歴史(ヒストリー)の語源は物語(ストーリー)だということにおける、動機と細部とつじつまの三つの点がある

 ヒストリーの語源はストーリーだ。これは私たちの物語(ストーリー)なのだ。新しく出版された、愛国の色あいの大きいとされる歴史の本では、こうした売り文句が言われていた。

 新しく出された歴史の本が物語であるというのであれば、三つの点を満たしているのがのぞましい。何を言わんとしているのかの動機(モチーフ)と、細部(ディティール)と、つじつまである。

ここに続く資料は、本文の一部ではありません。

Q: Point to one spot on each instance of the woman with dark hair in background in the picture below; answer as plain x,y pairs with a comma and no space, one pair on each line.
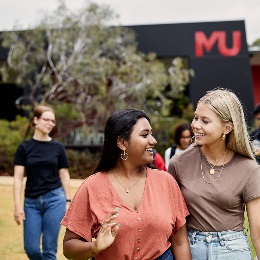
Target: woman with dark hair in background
132,211
182,141
45,163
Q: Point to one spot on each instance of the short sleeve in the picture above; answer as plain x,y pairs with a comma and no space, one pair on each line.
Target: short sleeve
78,218
173,167
20,158
179,205
252,188
63,160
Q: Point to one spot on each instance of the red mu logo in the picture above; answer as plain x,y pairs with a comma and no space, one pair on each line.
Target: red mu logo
219,37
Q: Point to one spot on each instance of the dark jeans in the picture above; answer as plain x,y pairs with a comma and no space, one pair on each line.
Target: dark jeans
42,222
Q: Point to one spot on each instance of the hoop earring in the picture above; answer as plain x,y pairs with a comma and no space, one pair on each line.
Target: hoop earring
124,155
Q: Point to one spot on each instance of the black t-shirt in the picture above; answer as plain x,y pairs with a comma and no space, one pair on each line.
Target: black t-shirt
42,161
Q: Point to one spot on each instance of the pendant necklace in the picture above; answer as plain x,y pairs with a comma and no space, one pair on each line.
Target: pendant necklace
209,182
128,189
212,170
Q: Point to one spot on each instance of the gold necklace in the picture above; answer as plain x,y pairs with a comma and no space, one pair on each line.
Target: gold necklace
128,189
203,177
209,182
212,170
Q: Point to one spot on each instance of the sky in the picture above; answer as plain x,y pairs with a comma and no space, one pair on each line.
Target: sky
141,12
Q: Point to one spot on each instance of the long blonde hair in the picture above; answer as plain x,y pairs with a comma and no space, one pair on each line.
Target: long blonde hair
228,107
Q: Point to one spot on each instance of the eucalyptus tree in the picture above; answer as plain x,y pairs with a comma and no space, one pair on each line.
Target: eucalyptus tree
89,61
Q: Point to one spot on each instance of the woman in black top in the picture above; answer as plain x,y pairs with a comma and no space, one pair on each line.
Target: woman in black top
47,188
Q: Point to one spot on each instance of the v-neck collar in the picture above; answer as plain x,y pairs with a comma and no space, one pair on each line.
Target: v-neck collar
119,200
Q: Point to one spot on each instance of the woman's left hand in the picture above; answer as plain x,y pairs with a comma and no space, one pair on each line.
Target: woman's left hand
107,233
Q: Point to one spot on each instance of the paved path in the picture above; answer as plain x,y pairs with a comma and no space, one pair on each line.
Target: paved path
8,180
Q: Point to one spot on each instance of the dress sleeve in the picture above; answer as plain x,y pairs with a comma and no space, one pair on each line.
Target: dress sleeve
79,218
252,188
179,205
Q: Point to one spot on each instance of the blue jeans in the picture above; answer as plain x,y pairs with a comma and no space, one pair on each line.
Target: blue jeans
219,245
42,218
167,255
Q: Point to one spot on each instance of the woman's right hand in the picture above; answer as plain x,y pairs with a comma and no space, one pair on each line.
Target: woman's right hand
107,232
18,214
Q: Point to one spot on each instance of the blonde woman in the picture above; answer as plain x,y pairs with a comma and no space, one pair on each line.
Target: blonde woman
218,178
47,189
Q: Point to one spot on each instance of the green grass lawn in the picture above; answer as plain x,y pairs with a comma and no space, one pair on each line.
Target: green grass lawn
11,235
246,225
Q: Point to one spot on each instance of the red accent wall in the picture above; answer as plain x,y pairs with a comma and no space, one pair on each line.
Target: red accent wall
256,82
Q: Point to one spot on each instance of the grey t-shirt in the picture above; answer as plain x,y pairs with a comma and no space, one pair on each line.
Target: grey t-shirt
218,206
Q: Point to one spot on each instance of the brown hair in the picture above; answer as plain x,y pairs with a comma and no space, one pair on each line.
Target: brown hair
39,110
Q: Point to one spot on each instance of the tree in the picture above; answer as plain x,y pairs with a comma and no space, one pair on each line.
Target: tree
81,59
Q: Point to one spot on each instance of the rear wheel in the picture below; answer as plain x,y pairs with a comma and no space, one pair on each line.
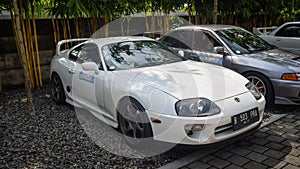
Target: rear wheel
263,85
57,91
134,123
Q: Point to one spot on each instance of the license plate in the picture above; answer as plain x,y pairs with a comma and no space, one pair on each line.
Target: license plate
244,119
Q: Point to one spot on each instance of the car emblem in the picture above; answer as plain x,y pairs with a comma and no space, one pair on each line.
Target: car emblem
237,99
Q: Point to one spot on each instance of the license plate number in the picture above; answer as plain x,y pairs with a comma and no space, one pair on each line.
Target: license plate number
244,119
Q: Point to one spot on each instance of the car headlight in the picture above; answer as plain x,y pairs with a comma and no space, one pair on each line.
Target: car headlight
254,91
196,107
291,76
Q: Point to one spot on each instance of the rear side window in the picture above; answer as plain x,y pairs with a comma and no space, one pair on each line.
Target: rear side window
88,52
204,41
179,39
292,30
74,53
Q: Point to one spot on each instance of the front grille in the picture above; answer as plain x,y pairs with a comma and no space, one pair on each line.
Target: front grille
224,128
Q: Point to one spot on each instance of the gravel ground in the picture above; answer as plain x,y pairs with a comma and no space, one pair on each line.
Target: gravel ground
54,137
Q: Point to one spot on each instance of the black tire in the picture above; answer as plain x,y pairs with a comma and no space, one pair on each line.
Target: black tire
57,91
263,84
134,123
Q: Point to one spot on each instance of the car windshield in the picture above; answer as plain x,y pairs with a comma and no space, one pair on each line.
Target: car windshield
243,42
134,54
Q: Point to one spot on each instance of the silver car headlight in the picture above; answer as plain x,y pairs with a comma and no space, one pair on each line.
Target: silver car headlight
196,107
254,91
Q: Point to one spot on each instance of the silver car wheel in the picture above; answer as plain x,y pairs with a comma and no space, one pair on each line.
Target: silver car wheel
259,84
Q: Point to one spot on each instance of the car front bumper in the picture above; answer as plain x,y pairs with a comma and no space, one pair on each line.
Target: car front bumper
286,92
215,128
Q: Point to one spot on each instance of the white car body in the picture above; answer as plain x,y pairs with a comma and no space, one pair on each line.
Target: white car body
157,89
286,36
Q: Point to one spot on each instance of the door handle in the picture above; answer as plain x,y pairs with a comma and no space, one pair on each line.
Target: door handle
71,71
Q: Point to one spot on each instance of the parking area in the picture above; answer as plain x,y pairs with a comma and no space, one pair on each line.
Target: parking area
55,139
273,146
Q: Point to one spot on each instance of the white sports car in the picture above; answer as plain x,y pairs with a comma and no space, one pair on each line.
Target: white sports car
146,90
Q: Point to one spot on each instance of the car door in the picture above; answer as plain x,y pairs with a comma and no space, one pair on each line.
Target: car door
288,37
87,86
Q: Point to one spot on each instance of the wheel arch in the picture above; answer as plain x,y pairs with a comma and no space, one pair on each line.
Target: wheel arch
265,76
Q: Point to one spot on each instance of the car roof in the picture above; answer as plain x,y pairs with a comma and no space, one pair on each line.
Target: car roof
213,27
110,40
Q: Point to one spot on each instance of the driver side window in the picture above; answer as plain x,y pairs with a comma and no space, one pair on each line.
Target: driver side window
88,52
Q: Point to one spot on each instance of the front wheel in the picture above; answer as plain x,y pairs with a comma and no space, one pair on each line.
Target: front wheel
263,85
134,123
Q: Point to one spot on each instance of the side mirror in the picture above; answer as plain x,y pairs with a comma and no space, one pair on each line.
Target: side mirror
90,66
219,49
181,53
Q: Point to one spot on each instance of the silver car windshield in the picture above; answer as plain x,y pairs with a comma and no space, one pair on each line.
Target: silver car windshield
134,54
243,42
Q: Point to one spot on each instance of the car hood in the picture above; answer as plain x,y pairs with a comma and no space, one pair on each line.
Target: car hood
278,57
187,79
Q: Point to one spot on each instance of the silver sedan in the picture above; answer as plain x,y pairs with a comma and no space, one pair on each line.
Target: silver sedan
275,72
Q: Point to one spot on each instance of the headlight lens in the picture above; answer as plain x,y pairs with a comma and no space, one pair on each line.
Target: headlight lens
196,107
290,76
254,91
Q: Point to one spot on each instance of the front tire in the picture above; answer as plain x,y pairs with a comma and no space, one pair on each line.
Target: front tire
263,85
57,91
134,123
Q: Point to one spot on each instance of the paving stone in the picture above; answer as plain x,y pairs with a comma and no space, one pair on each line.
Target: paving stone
271,162
238,160
289,166
278,122
290,136
275,138
277,132
207,158
274,145
291,143
254,165
260,134
295,152
291,116
265,129
198,165
274,154
256,157
290,131
291,125
230,147
289,120
280,165
184,168
233,166
241,151
292,160
223,154
258,148
219,163
260,141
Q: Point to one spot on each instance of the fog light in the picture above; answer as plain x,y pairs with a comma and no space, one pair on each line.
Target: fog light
194,127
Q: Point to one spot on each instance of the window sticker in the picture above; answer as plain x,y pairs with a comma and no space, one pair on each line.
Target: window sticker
86,77
202,58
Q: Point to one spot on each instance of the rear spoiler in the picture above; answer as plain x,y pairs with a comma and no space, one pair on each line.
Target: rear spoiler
263,30
58,52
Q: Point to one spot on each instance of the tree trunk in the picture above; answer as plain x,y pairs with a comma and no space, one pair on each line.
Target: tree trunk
31,109
215,15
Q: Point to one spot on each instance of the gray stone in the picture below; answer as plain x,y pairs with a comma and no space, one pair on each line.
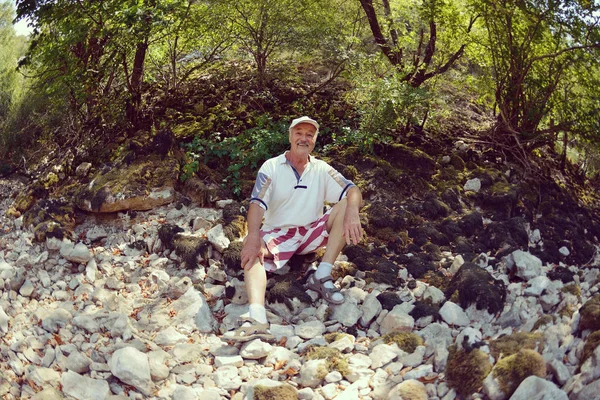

 何を言わんとしているのかの動機については、受けとる人によってよしとする人がいたりそうではない人がいたりするものだろう。すべての人を納得させるというわけには行かないだろうから、そこはいかんともしがたいところだ。送り手が愛国による歴史を言ったさいに、その動機について、よしとする人がいたり、そうではないとする人がいたりする。

 全体の中で、細部がおろそかになっているとしたら、それはものによっては見すごしがたい。細かいところにまで神経が行き届いているのがのぞましいものである。細かいところにあらが目だつのであれば、十分に力を注いでつくりこまれているとは言えそうにない。台なしになることがある。

 内容のつじつまが合っているかや、現実とのつじつまが合っているのかがある。ほかで言われている説とのつじつまが合っているのかも無視することはできづらい。内容どうしのあいだにおける整合性や、現実で言われていることとの整合性などが確かでなければ、説得性が十分とは言えなくなる。

 動機と細部とつじつまの三つは、作家の阿刀田高氏が説いていることで、それを当てはめてみたものである。歴史は物語だというからには、それを語った送り手によって編集されているものだろう。どのような認知の枠組み(スキーマ)がとられて、何を取捨選択したのかがある。何を表だって語り、何を裏に隠しているのか。表だって語っていることのみならず、その裏に秘匿していることを見られる。